The Transportation Security Administration (TSA) has given its full backing to the further expansion of registered traveller business opportunities beyond an initial 20 airports. Significantly, the TSA said it will eliminate the US$28 fee that it levies to conduct a security threat assessment.
TSA said that the private sector, working with the airports and airline passengers, can best determine the RT business structure. Therefore the initiative needs very limited government involvement going forward, TSA announced.
During the pilot, which concludes upon publication of a federal register notice early next week, all RT members were screened according to standard TSA procedures and this practice will continue.
"We have determined that registered traveller holds promise as a biometrically enhanced, private sector identity verification program," said TSA Administrator Kip Hawley. "RT works best when tailored to the individual needs of each location, as determined by the airports and airlines that sponsor these programs and their local Federal Security Directors."
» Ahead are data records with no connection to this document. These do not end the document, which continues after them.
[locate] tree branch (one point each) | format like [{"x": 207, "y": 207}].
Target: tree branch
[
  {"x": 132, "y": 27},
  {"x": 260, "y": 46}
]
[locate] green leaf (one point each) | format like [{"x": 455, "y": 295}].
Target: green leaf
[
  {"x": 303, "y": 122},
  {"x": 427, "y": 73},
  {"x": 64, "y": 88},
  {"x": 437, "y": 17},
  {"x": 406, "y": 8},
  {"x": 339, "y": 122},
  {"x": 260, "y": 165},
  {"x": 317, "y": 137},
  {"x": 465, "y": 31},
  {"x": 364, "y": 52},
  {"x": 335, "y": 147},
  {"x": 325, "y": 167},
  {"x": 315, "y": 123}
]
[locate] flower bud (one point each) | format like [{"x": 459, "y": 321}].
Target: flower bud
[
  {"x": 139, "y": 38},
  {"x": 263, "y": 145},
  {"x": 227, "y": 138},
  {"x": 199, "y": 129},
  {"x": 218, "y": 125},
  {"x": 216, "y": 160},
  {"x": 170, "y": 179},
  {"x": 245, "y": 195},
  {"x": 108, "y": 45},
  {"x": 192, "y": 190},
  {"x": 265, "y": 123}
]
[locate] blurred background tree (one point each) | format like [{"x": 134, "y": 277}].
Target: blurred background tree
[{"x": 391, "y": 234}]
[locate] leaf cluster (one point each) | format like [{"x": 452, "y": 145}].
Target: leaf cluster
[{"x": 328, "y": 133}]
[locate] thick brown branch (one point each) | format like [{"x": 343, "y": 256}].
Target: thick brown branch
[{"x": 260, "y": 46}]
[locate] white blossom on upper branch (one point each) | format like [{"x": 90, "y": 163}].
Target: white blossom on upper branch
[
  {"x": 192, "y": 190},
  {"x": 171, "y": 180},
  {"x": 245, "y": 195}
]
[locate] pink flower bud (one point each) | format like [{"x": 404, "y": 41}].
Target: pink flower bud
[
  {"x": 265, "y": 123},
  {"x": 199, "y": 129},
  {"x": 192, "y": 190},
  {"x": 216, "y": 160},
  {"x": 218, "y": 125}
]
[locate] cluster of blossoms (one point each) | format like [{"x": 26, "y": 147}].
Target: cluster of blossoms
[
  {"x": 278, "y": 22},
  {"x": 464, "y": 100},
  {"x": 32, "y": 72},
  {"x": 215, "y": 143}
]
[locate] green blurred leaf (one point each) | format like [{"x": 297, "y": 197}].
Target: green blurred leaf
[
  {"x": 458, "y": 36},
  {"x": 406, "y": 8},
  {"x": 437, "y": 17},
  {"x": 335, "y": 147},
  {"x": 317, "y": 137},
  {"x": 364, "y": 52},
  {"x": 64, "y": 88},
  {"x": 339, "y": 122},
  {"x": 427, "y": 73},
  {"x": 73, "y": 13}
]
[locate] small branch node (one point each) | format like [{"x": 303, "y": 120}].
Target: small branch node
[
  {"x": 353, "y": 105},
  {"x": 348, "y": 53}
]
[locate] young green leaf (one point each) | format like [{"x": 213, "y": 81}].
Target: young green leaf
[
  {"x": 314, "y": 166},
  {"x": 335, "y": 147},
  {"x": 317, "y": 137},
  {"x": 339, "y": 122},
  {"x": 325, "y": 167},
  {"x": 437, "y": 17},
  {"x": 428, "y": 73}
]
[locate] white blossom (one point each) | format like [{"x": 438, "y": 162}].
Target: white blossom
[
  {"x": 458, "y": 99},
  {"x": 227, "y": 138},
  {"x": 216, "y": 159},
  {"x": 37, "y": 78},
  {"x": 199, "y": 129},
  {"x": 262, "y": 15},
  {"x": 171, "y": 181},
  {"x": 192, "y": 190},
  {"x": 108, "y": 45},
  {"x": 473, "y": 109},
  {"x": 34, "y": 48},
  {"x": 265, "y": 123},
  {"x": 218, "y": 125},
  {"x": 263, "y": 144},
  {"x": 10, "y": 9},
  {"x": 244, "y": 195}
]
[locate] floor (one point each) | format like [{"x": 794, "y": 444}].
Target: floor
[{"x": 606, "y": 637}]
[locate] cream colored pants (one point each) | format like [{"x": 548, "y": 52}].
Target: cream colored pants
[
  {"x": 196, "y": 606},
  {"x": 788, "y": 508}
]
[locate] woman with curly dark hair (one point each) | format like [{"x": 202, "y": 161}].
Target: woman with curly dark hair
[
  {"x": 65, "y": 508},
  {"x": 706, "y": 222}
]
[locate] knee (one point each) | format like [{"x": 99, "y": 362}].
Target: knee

Identity verification is a key layer of aviation security. RT service providers will continue to be responsible for verifying the identity of their members. The government requires airlines to check each flight manifest against the selectee and no-fly watch lists to ensure that known terrorists do not fly.
There are currently approximately 135,000 active program participants at the 19 airports where the program operates. Current participants in the program should not see any change in their benefits for the immediate future. RT members will be able to use any service provider’s card at any RT location for a minimum of 12 months. After this 12-month period, service providers will be responsible for negotiating arrangements for the reciprocal use of one another’s cards, TSA said.
Should RT service providers invest in additional security technology that effectively replaces more time-consuming existing measures, TSA will work with providers and airports to assure its prompt implementation.